In the next step, the reactive-transport model is expanded by incorporating the N isotopic compositions of nitrate, nitrite, ammonium and organic N, and accounting for the isotopic fractionations along the N transformation pathways. The model is used to simulate the temporal variation in isotopic composition of N species under non-steady state conditions at the SWI during incubation experiments. A sensitivity analysis is performed, by applying different scenarios, to provide insight into the main controls on the nitrite isotopic compositions at the SWI. The results highlight the major role of oxygen on the variations of the isotopic values of N species and illustrate the effects of different N transformations on the isotopic compositions of N species at the SWI. The model will be applied in upcoming sediment incubation experiments with Seine River sediments that will be carried out by our French colleagues.

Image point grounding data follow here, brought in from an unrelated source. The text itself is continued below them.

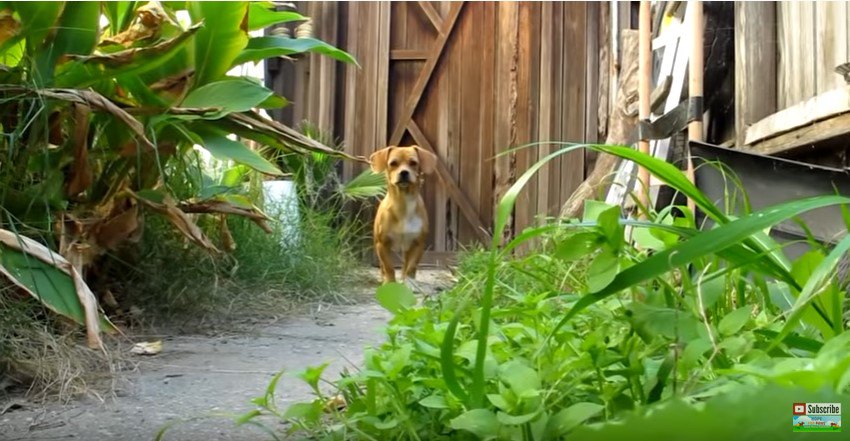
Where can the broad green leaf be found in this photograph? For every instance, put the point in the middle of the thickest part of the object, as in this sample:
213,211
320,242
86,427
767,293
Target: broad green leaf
499,401
76,34
246,417
262,14
120,14
221,39
230,95
312,374
37,19
366,185
395,297
711,290
234,176
802,269
447,364
571,417
480,422
602,270
609,225
88,70
706,243
739,413
519,377
693,351
310,412
434,401
516,420
78,28
819,277
731,323
224,148
260,48
52,287
577,246
274,102
646,239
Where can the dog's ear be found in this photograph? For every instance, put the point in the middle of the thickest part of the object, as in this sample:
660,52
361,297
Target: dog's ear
378,160
427,161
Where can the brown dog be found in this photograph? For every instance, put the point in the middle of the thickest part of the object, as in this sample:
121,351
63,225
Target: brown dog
401,224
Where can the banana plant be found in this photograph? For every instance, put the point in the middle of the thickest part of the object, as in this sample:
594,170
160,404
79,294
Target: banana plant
101,106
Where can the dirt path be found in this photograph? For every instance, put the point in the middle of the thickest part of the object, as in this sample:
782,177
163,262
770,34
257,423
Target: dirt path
204,375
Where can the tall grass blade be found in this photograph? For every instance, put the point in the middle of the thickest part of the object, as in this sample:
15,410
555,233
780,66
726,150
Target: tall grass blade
707,243
821,275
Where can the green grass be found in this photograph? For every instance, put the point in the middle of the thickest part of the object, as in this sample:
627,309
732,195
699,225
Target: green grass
591,335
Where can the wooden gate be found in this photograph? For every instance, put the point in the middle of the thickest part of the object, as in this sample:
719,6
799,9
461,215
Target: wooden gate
466,80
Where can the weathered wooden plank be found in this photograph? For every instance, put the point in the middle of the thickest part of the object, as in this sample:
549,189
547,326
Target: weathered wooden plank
487,112
546,99
351,88
425,74
382,59
755,64
572,173
432,14
440,91
831,46
527,83
505,100
454,61
408,54
594,55
369,61
820,107
796,64
327,31
431,259
469,38
805,136
603,99
464,203
560,105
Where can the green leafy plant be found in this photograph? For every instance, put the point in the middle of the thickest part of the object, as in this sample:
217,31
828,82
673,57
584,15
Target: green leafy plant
99,122
607,323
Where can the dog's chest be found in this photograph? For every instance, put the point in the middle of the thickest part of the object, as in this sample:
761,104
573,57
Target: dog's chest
408,230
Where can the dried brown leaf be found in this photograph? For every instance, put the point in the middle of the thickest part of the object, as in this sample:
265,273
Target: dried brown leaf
84,293
179,219
224,207
147,24
81,173
9,26
93,100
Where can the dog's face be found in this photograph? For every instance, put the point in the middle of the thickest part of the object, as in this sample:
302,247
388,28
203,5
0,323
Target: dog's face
404,166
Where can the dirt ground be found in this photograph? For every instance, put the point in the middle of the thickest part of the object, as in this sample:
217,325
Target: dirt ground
206,376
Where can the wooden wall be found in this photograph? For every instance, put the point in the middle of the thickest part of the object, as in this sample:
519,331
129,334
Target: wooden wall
468,80
812,39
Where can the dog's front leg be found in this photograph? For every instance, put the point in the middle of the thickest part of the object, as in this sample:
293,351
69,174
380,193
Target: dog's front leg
385,259
411,260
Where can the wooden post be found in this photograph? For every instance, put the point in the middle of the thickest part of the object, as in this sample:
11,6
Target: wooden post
695,73
644,90
755,64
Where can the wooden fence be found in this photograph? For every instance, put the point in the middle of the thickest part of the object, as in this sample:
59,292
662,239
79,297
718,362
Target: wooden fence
467,80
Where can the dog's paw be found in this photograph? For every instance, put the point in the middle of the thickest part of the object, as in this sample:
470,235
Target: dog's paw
413,285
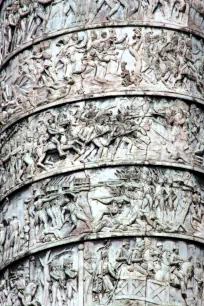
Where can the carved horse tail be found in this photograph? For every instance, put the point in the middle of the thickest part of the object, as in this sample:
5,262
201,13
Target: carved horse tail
188,269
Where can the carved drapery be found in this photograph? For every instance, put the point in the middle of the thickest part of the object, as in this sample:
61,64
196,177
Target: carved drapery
101,152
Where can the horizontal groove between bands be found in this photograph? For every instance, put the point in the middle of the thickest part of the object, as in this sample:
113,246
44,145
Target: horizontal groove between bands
48,36
102,95
95,165
113,235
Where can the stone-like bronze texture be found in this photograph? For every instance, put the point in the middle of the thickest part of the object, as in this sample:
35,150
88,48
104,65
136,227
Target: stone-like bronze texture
101,152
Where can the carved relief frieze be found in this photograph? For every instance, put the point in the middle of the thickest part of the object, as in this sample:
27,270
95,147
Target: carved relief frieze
23,21
102,203
136,271
102,62
89,133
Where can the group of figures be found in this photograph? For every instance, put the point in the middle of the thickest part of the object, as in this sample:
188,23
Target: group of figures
107,201
109,60
25,20
115,129
136,272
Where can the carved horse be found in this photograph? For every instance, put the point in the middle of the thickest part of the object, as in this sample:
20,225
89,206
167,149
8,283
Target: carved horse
164,274
180,7
198,7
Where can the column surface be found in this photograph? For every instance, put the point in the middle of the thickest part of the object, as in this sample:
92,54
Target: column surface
101,152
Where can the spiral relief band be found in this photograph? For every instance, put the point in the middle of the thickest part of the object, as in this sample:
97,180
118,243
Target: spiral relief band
101,153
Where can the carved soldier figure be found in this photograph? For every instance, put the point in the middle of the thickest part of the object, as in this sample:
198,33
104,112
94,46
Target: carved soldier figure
71,278
58,277
14,236
177,274
138,257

Finally, I assess the impacts of damming on the global riverine nitrogen fluxes by estimating N burial in sediments of dam reservoirs and gaseous emissions through denitrification. Moreover, I estimate global N fixation in reservoirs as a source of new N to these systems. A process-based N mass balance model is developed to represent the biogeochemical cycling of N in reservoirs. Using Monte Carlo simulations, the model is scaled up to generate a virtual database of dams. From this dataset, I derive two global relationships between N elimination in reservoirs, by either denitrification or burial, and the hydraulic residence time. These relationships are then combined with N loads to rivers obtained from the Global-NEWS model and N fixation fluxes calculated for dams included in databases for existing and future reservoirs. The results demonstrate that, globally, denitrification and burial in dam reservoirs exceed N fixation, and dam reservoirs therefore act as a sink of N worldwide. I estimate that denitrification and burial in reservoirs eliminated 7% of N loading to the global river network in the year 2000. This percentage is predicted to double by 2030, mainly because of the current boom in dam building.
This thesis provides new tools to make more detailed assessments of the role of bottom sediments in the nitrite budget of rivers and give insights on the processes that affect the direction and magnitude of the nitrite fluxes at the SWI. Additionally, I present the first estimation of global N fixation in dam reservoirs. By coupling my results to those of the earlier work on phosphorus (P), I further show that dams increase the N:P ratio of riverine discharge, thereby reducing the magnitude of N limitation for primary production in receiving lentic and coastal marine environments. This information should be taken into consideration when developing strategies to lessen the impacts of cultural eutrophication.